Facebook, Instagram, WhatsApp outage: Cause of crash revealed
The tech juggernaut has opened up about what really caused yesterday’s massive, six-hour crash that cost Mark Zuckerberg billions.
Facebook’s six-hour outage on Tuesday not only left social media addicts frustrated – it also cost CEO Mark Zuckerberg a staggering AU$9.6 billion.
The severe outage – which also saw sister platforms Instagram and WhatsApp crash – spooked stock holders, who started ditching their shares in a mass sell-off, causing the market to plummet by five per cent.
The platforms re-emerged just before 9am AEDT yesterday – and now things are back online, Facebook has reached out to the public to explain the massive “failure”.
In a note penned by Facebook’s vice president of infrastructure, Santosh Janardhan, he said it was an “error of our own making” caused when engineers tried to conduct “routine maintenance”.
He explained that “a command was issued with the intention to assess the availability of global backbone capacity, which unintentionally took down all the connections in our backbone network, effectively disconnecting Facebook data centres globally”.
Meanwhile, a system which was supposed to kick in to prevent “mistakes” like the one seen yesterday, failed due to a “bug in that audit tool“.
“This change caused a complete disconnection of our server connections between our data centres and the internet. And that total loss of connection caused a second issue that made things worse.”
The first problem then interfered with Facebook’s DNS, or Domain Name System, a system that connects domain names to the right IP addresses which allows users to visit websites.
“The end result was that our DNS servers became unreachable even though they were still operational. This made it impossible for the rest of the internet to find our servers,” Janardhan continued.

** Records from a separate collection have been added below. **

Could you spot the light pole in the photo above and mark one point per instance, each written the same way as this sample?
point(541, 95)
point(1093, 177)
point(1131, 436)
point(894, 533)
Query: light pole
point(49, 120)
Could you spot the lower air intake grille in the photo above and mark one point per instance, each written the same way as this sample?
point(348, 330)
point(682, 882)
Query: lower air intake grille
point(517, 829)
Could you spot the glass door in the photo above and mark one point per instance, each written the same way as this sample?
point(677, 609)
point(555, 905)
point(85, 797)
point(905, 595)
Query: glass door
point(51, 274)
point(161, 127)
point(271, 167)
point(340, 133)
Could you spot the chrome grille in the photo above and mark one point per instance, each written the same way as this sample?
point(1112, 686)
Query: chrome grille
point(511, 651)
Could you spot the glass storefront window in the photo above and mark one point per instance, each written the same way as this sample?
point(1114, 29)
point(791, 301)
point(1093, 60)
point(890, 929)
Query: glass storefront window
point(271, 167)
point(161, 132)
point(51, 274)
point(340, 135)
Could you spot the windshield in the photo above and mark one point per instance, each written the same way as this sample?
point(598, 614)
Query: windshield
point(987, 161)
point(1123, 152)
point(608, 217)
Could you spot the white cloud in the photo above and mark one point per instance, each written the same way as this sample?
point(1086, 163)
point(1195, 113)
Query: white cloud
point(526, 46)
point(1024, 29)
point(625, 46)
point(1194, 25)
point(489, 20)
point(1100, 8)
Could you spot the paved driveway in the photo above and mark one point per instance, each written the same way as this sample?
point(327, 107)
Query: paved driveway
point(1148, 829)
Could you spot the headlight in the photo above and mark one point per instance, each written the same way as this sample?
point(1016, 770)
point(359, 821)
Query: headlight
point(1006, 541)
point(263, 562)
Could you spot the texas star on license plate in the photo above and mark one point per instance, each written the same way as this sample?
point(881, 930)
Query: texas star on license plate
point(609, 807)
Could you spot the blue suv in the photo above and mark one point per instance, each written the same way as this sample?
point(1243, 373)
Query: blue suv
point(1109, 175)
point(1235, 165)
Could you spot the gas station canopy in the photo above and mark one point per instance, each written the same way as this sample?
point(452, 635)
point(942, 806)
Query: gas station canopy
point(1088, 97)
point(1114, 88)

“All of this happened very fast. And as our engineers worked to figure out what was happening and why, they faced two large obstacles: first, it was not possible to access our data centres through our normal means because their networks were down, and second, the total loss of DNS broke many of the internal tools we’d normally use to investigate and resolve outages like this.”
To make matters worse, workers then faced an uphill battle as they tried to respond to the outage because Facebook’s internal security systems were impacted, preventing access.
And even when the issues were fixed, Facebook faced an extra delay as it could not simply bring everything back online simultaneously, as that would cause a huge surge which could see the system crash again.
The company is now reviewing the disaster in the hope of preventing it from happening again,
“Every failure like this is an opportunity to learn and get better, and there’s plenty for us to learn from this one,” the post continued.
“After every issue, small and large, we do an extensive review process to understand how we can make our systems more resilient. That process is already underway.
“We’ve done extensive work hardening our systems to prevent unauthorised access, and it was interesting to see how that hardening slowed us down as we tried to recover from an outage caused not by malicious activity, but an error of our own making.”